Do feeder counts reliably indicate bird population changes? 21 years of winter bird counts in Ontario, Canada
This study compared estimates of changes in bird populations that were calculated from data submitted by Project FeederWatch (PFW) participants with trends calculated by data from Christmas Bird Counts (CBC). Trends calculated by PFW and CBC from 1976 – 1997 in Ontario, Canada were compared. For most species, PFW and CBC data produced similar results. The consistency between surveys suggests that they are both useful for monitoring bird populations. However, the two surveys did not agree on some species. For instance, Blue Jay, Downy Woodpecker and Hairy Woodpecker population trends did not agree between the two survey methods.

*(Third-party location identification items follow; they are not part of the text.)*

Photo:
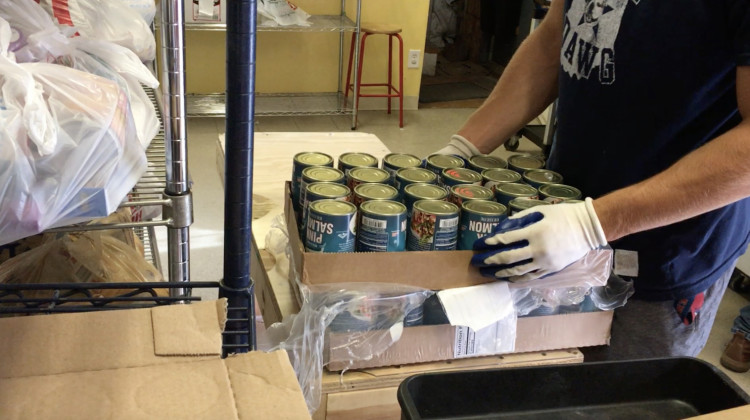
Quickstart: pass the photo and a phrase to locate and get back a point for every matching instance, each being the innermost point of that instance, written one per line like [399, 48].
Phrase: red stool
[392, 31]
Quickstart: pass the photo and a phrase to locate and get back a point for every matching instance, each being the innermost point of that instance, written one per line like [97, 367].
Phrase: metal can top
[516, 190]
[402, 160]
[313, 158]
[472, 192]
[322, 173]
[416, 175]
[462, 175]
[445, 161]
[354, 159]
[500, 175]
[383, 208]
[328, 189]
[484, 207]
[526, 162]
[518, 204]
[373, 191]
[333, 207]
[437, 207]
[542, 176]
[487, 162]
[369, 175]
[564, 192]
[426, 191]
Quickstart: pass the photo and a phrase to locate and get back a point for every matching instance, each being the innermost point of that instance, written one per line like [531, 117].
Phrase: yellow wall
[307, 61]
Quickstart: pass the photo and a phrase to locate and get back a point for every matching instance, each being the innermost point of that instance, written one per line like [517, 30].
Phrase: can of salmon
[538, 177]
[392, 162]
[359, 176]
[331, 226]
[367, 192]
[461, 193]
[318, 174]
[351, 160]
[322, 191]
[506, 192]
[408, 176]
[520, 204]
[522, 163]
[480, 163]
[557, 193]
[382, 226]
[460, 176]
[433, 226]
[478, 219]
[494, 177]
[301, 161]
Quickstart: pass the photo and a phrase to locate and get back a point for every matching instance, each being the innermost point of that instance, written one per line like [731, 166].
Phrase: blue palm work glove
[539, 241]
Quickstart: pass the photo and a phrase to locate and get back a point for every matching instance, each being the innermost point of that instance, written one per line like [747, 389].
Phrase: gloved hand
[539, 241]
[460, 147]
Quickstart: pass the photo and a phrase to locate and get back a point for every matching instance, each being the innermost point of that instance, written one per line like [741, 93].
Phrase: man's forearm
[527, 86]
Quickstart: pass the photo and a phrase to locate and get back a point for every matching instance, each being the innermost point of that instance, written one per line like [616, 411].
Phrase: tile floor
[425, 130]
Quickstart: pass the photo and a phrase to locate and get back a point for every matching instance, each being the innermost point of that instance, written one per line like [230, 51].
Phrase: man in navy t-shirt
[653, 125]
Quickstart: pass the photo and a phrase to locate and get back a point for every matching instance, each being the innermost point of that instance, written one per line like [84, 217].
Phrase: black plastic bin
[668, 388]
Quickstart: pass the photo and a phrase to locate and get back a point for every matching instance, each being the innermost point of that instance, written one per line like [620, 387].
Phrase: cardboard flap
[188, 330]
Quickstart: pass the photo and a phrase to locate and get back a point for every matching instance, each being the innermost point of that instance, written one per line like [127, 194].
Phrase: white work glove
[459, 146]
[539, 241]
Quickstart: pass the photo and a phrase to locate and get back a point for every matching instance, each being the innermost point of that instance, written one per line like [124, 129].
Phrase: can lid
[402, 160]
[328, 189]
[462, 174]
[565, 192]
[472, 192]
[334, 207]
[383, 207]
[358, 159]
[518, 190]
[367, 174]
[322, 173]
[488, 162]
[426, 191]
[376, 191]
[445, 161]
[438, 207]
[314, 158]
[485, 207]
[542, 176]
[501, 175]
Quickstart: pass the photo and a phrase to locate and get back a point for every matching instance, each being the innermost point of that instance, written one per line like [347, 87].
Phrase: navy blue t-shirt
[643, 83]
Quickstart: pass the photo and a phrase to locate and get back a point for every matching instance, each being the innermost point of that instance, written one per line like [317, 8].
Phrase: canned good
[433, 226]
[392, 162]
[520, 204]
[522, 163]
[318, 174]
[478, 219]
[494, 177]
[322, 191]
[367, 192]
[408, 176]
[382, 226]
[556, 193]
[301, 161]
[480, 163]
[460, 176]
[538, 177]
[462, 193]
[351, 160]
[359, 176]
[331, 226]
[506, 192]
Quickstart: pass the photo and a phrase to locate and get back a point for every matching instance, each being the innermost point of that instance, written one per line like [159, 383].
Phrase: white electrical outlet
[413, 59]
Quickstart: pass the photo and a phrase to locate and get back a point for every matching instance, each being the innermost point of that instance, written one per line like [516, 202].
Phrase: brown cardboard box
[162, 362]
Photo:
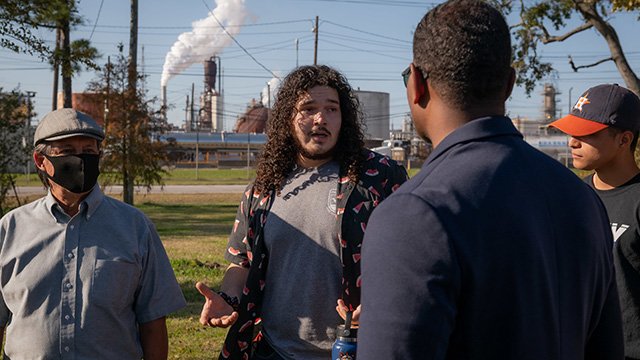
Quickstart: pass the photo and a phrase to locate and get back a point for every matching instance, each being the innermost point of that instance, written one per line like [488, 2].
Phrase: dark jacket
[508, 255]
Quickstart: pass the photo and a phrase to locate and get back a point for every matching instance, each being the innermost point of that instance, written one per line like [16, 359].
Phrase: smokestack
[210, 72]
[208, 37]
[163, 101]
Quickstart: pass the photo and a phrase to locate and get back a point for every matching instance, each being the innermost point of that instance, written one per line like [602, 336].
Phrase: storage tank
[375, 106]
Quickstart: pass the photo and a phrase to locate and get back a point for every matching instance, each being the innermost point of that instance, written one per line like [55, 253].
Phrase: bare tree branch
[576, 68]
[549, 39]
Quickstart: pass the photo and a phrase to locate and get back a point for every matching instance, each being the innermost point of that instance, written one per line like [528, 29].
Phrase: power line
[204, 27]
[416, 4]
[367, 32]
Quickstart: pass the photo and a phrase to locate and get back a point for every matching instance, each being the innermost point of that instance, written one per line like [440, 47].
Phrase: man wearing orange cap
[603, 126]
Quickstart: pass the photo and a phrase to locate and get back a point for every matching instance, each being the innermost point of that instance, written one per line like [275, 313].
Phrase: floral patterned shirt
[381, 176]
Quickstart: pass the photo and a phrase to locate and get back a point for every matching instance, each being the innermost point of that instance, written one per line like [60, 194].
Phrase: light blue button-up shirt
[77, 287]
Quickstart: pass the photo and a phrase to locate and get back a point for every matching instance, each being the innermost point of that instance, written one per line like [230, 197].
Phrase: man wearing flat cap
[82, 275]
[604, 125]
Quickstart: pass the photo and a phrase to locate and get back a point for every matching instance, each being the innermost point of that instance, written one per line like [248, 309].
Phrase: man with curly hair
[510, 253]
[295, 245]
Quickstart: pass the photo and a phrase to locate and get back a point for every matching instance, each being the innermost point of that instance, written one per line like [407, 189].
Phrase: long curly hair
[278, 157]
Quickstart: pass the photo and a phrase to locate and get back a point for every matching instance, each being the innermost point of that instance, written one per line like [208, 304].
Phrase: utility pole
[27, 133]
[197, 128]
[315, 48]
[297, 44]
[269, 94]
[56, 72]
[132, 75]
[66, 64]
[106, 99]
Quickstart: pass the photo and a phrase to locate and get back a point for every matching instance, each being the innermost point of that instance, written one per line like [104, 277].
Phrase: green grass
[194, 230]
[207, 176]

These results highlight the importance of having two independent surveys in order to corroborate estimates of population trends. The authors conclude that Christmas Bird Counts have the advantage in that they involve more species, but Project FeederWatch has a more consistent protocol that continues throughout the winter. The November – April study period of PFW allows analysis of changes in populations throughout the winter.
This article was written by Denis Lepage and Charles Francis of Bird Studies Canada, which operates Project FeederWatch in Canada. It appeared in the May 2002 issue of The Condor, an international journal that publishes scientific articles on the biology of wild species of birds.